Ugandan President Yoweri Museveni has reportedly described the International Criminal Court (ICC) as ‘useless’, as he praised South Africa and Burundi’s move to leave the tribunal.
Zambian media reports indicate that Museveni made the anti-ICC comments when he was in the southern African country to grace the country’s 52nd Independence celebrations.
“It is a very good decision that South Africa has done that. In fact it is [the ICC] that is very useless,” Museveni, who early this year, during his swearing in as president of Uganda for a fifth term in May, was quoted as saying.
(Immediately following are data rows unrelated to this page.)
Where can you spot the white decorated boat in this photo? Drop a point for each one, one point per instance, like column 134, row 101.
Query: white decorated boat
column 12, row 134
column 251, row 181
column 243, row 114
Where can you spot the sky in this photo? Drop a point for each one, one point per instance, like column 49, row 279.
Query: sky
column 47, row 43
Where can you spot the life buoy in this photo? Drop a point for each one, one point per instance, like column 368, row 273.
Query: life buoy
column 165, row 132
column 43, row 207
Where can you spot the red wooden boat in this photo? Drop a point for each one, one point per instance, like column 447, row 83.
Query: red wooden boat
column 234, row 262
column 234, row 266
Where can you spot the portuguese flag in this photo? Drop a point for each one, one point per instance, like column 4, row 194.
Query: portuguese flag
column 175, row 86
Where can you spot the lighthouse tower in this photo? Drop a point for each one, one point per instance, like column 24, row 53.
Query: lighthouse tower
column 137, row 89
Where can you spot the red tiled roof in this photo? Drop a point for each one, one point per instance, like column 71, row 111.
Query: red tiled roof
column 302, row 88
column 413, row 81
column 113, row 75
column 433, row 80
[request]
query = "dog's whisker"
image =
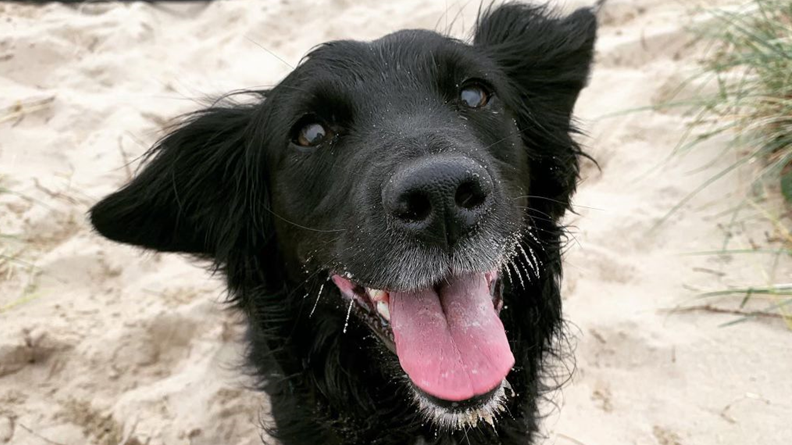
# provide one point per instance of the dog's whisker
(517, 272)
(318, 296)
(533, 265)
(349, 312)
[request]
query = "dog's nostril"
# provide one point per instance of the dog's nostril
(414, 206)
(469, 195)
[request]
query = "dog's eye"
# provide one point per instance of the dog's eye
(312, 134)
(474, 96)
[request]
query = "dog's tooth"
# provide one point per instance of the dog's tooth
(377, 295)
(382, 308)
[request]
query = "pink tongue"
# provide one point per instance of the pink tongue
(451, 343)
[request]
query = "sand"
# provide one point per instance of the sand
(105, 344)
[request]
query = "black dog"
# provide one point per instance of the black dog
(387, 219)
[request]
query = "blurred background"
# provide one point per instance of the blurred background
(678, 277)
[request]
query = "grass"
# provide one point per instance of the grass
(12, 263)
(744, 92)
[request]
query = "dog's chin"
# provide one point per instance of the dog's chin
(452, 416)
(439, 404)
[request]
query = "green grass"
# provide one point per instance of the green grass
(744, 92)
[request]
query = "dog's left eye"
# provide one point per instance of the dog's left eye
(311, 134)
(474, 96)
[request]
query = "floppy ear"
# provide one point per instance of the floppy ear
(547, 60)
(193, 191)
(547, 56)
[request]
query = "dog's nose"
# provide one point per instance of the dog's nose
(439, 199)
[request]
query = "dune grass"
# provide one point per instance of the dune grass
(744, 92)
(12, 263)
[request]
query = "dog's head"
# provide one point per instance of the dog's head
(411, 175)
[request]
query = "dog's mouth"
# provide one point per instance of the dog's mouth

Senior Presidential Press Secretary (SPPS) Innocent Don Wanyama confirmed the President made the remarks after a foreign journalist asked him about his position on the withdrawal of South Africa.
It is not clear if Uganda also wants to leave the ICC but last Friday South Africa joined Burundi in withdrawing from the institution that was set up in 2002 to prosecute the world’s worst crimes.
The South African decision followed a dispute with the court last year over Sudanese President Omar al-Bashir visit to the country for an African Union summit despite facing an ICC warrant over alleged war crimes.
Currently, three countries: Burundi, South Africa and The Gambia have left the Hague-based court, while Kenya, whose President Uhuru Kenyatta and Deputy President William Ruto were indicted by the ICC in 2011, is also set to quit.
Countries that leave the ICC have at least a year before their request can be validated.